Human erythrocytes are known to reduce ferricyanide (hexacyanoferrate) [Fe(CN) 6 ] 3‐ to ferrocyanide [Fe(CN) 6 ] 2‐ in an extracellular reaction that involves the transmembrane transfer of reducing equivalents; potentially these could be either electrons from NADH, formed in glycolysis inside the cells or transmembrane exchange of reduced solutes. The 13 C‐NMR resonance of [Fe( 13 CN) 6 ] 3 (which was synthesised in our laboratory) was seen to be very broad while that of ferrocyanide was narrow. This phenomenon formed the basis of a simple non‐invasive procedure to study ferricyanide reduction in high‐haematocrit suspensions of erythrocytes. The method should be directly applicable to other cell types. In a series of experiments, erythrocyte metabolism was studied in the presence of ferricyanide, using 1 H, 13 C, and 31 P NMR spectroscopy.

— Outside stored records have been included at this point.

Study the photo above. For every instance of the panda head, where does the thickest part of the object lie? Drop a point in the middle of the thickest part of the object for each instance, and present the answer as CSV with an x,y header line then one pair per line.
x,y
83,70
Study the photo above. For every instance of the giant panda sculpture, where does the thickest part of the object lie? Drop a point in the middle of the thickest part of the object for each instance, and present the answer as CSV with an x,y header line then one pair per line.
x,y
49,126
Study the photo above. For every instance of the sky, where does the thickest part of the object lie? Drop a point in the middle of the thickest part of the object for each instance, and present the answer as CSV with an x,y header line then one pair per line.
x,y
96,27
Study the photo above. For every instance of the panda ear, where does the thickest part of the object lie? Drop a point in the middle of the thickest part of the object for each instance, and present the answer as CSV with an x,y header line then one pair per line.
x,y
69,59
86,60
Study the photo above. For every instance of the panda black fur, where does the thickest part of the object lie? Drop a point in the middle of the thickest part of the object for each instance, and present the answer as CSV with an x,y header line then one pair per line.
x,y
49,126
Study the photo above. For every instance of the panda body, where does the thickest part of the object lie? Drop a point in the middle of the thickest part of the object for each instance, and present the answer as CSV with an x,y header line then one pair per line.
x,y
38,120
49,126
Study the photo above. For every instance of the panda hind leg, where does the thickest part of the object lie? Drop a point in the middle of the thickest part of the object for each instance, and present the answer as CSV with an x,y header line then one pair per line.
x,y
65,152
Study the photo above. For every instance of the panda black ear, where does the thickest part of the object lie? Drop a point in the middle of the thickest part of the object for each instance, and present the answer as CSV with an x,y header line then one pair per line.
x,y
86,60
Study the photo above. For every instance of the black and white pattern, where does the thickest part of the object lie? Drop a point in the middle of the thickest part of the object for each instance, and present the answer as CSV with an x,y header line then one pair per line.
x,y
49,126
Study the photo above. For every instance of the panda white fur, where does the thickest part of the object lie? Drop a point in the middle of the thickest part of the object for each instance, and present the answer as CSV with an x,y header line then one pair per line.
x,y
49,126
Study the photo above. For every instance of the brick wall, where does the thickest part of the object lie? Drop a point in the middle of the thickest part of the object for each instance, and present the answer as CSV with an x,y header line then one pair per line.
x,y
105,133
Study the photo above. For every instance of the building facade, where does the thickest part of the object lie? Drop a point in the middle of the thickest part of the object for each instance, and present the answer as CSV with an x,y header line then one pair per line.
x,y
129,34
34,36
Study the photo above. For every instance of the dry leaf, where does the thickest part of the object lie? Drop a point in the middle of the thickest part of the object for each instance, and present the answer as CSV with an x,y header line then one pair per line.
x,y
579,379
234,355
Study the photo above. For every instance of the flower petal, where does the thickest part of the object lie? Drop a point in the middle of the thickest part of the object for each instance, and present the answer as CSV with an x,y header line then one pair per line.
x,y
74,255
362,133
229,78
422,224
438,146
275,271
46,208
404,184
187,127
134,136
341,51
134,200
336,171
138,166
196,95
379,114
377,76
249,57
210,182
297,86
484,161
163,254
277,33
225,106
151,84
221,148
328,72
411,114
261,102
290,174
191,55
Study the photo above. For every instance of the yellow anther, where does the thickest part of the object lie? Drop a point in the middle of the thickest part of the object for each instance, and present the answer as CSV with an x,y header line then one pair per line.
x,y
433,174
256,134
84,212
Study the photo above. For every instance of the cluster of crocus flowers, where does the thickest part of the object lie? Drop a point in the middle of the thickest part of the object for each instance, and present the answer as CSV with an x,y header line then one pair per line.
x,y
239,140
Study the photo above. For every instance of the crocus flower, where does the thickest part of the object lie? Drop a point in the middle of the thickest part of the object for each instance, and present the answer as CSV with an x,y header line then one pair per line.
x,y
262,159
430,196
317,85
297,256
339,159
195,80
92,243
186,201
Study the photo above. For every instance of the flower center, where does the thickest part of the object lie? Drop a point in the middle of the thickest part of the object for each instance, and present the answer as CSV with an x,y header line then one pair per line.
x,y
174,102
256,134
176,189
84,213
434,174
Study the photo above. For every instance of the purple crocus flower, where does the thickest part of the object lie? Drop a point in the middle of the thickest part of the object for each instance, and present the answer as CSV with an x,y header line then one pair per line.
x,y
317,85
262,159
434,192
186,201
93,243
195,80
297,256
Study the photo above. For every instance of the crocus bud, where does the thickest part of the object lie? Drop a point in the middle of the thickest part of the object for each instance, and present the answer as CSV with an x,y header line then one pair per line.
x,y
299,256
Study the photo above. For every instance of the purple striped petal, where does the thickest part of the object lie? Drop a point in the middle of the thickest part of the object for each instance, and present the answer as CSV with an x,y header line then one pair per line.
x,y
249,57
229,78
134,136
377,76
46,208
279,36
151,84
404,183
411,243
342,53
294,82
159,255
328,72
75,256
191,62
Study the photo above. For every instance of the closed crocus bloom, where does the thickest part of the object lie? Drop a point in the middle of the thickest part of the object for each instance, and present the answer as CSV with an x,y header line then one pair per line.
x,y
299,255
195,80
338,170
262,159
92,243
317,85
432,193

Incubating the cells with 13 C‐labelled glucose enabled the rate of ferricyanide reduction, glucose utilisation, and lactate and bicarbonate production to be measured simultaneously. Various metabolic states were imposed as follows: glycolysis was inhibited with F − and iodoacetate; glucose transport was inhibited with phloretin and cytochalasin B; and anion transport was inhibited with dinitrostilbene 2,2′‐disulfonate and p ‐chloromercuriphenyl sulfonate. Earlier work was confirmed, showing that ascorbate is intimately involved in the reduction reaction; but its main action appears not to be mediated by membrane transport but in a membrane‐associated redox‐protein complex that is functionally linked to glycolysis. Also, large differences (factors of three) in the rate of the reduction reaction were recorded in erythrocytes from different, apparently healthy, donors.